Fundo de Resolução – bancos vão contribuir para fundo de falências

“Resolução” será uma expressão menos carregada negativamente do que falência e talvez algum jurista até lhe encontre diferenças de monta, contudo, para um leigo, o agora criado Fundo de Resolução (ver Decreto-Lei n.º 24/2013 do Ministério das Finanças que estabelece o método de determinação das contribuições iniciais, periódicas e especiais para o Fundo de Resolução) é precisamente isso: um fundo para falências ou encerramentos de instituições no sector financeiro.

Com a criação deste fundo todas as instituições financeiras dele participantes serão chamadas a proceder a uma contribuição inicial  e a  contribuições anuais cujo valor tomará por referência fundamental a dimensão do passivo (descontado, grosso modo, capitais próprios) e será afinado anualmente. Com esta Fundo criam-se condições menos dramáticas e mais estruturadas para permitir a ‘queda’ controlada de uma instituição financeira que não possa ou deva estar a operar.

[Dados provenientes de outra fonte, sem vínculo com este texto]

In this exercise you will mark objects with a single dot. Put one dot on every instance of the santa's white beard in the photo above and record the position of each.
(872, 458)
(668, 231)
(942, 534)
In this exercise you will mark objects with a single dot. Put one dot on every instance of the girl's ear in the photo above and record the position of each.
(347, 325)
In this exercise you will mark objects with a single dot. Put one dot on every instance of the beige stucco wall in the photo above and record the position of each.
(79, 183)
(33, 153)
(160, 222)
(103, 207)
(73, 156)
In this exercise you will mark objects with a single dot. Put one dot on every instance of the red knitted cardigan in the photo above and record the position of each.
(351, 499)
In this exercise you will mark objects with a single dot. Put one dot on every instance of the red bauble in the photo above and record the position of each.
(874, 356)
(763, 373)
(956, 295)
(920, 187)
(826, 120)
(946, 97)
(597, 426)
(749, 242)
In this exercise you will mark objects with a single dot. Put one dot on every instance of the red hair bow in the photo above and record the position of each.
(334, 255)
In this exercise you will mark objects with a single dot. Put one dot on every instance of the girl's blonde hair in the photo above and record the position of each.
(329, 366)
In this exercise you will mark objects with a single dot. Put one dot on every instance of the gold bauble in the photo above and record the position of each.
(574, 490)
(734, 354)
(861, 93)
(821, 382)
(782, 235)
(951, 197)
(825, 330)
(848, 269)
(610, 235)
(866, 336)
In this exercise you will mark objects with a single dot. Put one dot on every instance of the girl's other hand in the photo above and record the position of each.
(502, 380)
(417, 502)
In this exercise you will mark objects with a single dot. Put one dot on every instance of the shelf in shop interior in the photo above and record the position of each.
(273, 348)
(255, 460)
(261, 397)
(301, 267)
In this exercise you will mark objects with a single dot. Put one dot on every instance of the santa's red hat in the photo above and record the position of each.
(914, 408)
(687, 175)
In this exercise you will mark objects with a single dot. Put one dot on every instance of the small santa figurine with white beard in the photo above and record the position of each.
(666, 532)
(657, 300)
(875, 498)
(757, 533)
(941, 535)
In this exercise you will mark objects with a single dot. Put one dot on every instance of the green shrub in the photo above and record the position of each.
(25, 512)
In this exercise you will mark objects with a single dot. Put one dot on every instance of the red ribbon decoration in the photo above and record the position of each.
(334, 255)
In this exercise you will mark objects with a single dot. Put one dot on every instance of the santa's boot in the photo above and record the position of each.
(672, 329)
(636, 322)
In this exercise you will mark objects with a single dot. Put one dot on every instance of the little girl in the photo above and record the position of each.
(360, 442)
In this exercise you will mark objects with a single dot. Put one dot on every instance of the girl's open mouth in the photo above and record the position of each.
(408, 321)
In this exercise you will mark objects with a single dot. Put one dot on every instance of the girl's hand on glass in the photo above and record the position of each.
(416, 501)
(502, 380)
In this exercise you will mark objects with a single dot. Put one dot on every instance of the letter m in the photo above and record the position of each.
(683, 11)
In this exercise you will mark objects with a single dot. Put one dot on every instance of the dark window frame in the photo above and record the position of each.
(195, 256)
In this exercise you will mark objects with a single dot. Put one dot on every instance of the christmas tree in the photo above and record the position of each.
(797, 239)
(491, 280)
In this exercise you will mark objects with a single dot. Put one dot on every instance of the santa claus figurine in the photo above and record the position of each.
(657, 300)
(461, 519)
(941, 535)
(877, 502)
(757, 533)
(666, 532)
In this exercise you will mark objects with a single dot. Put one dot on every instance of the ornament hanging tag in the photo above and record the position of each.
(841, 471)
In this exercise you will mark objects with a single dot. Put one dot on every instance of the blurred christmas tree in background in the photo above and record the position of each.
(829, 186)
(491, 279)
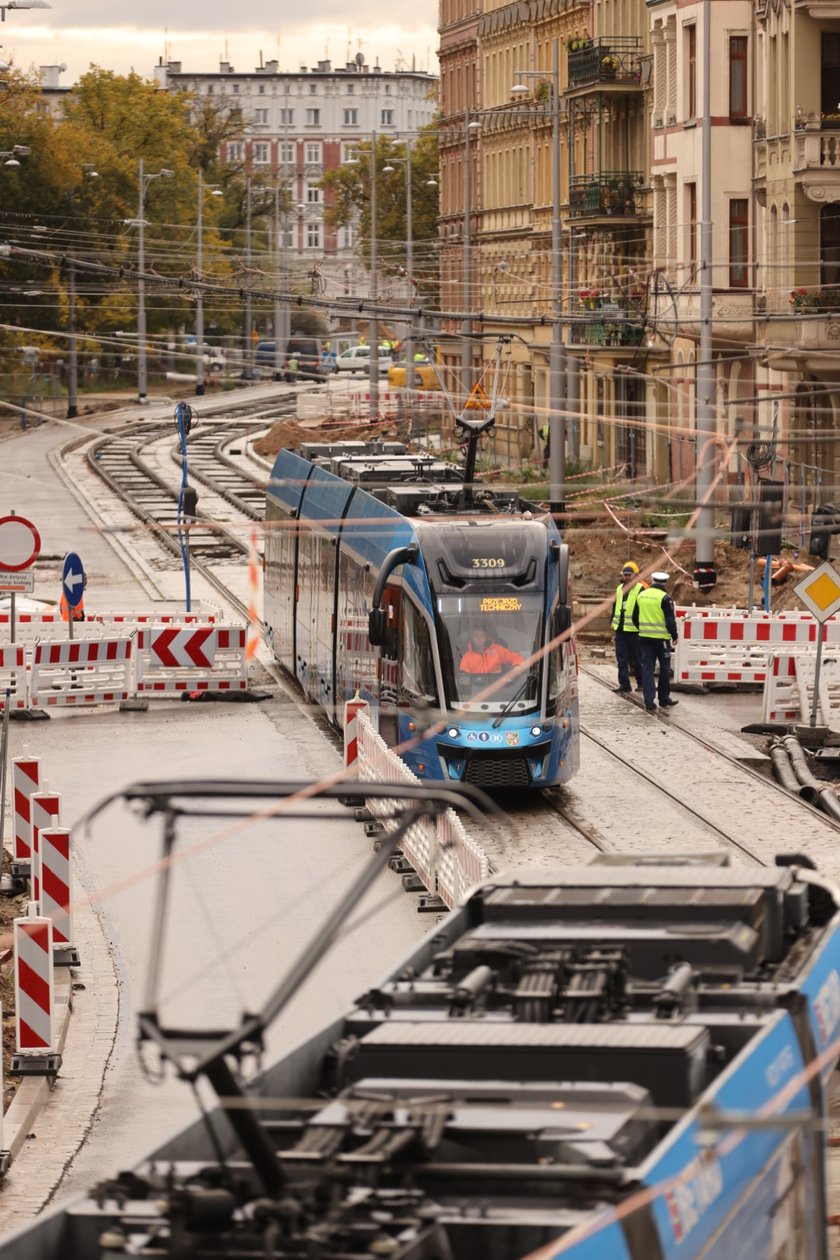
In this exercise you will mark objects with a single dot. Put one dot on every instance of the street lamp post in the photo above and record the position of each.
(557, 413)
(141, 284)
(199, 297)
(704, 571)
(90, 171)
(406, 163)
(373, 378)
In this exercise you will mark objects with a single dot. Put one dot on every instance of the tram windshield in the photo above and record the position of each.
(484, 638)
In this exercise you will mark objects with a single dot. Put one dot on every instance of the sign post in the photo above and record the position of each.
(72, 585)
(820, 594)
(19, 549)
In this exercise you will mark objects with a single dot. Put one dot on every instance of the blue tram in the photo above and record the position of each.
(387, 573)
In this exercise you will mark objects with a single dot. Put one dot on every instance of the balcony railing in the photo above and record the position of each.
(611, 192)
(600, 321)
(606, 59)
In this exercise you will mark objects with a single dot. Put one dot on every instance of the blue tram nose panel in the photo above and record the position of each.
(510, 755)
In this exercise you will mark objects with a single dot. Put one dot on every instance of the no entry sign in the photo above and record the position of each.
(19, 544)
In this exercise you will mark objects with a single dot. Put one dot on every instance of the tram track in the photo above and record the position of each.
(559, 825)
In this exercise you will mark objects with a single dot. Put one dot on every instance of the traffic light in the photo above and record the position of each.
(741, 527)
(771, 517)
(190, 502)
(825, 521)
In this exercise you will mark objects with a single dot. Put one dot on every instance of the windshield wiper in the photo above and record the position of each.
(513, 699)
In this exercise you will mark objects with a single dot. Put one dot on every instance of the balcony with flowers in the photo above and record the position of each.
(597, 319)
(816, 155)
(607, 63)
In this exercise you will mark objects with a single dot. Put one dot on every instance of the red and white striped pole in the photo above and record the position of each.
(25, 781)
(45, 812)
(57, 891)
(351, 711)
(34, 996)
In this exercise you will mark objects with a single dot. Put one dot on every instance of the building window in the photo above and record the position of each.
(690, 72)
(738, 242)
(737, 76)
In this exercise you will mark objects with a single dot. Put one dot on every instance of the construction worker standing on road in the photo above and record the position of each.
(627, 654)
(656, 620)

A máxima de que os bancos devem poder falir deverá passar a assim ser encarada com maior naturalidade e assumida como um instrumento comum por parte do banco central, reduzindo-se o pretexto para o risco moral que tantas vezes se tem associado ao sector financeiro onde o receio de um efeito de domino tem justificado que quase todos os bancos mal geridos ou insustentáveis tenham de ser salvos pelos estados soberanos sem que isso conduza necessariamente à penalização devida dos acionistas destas instituições (pelo menos à semelhança do que acontece regularmente com qualquer outra empresa).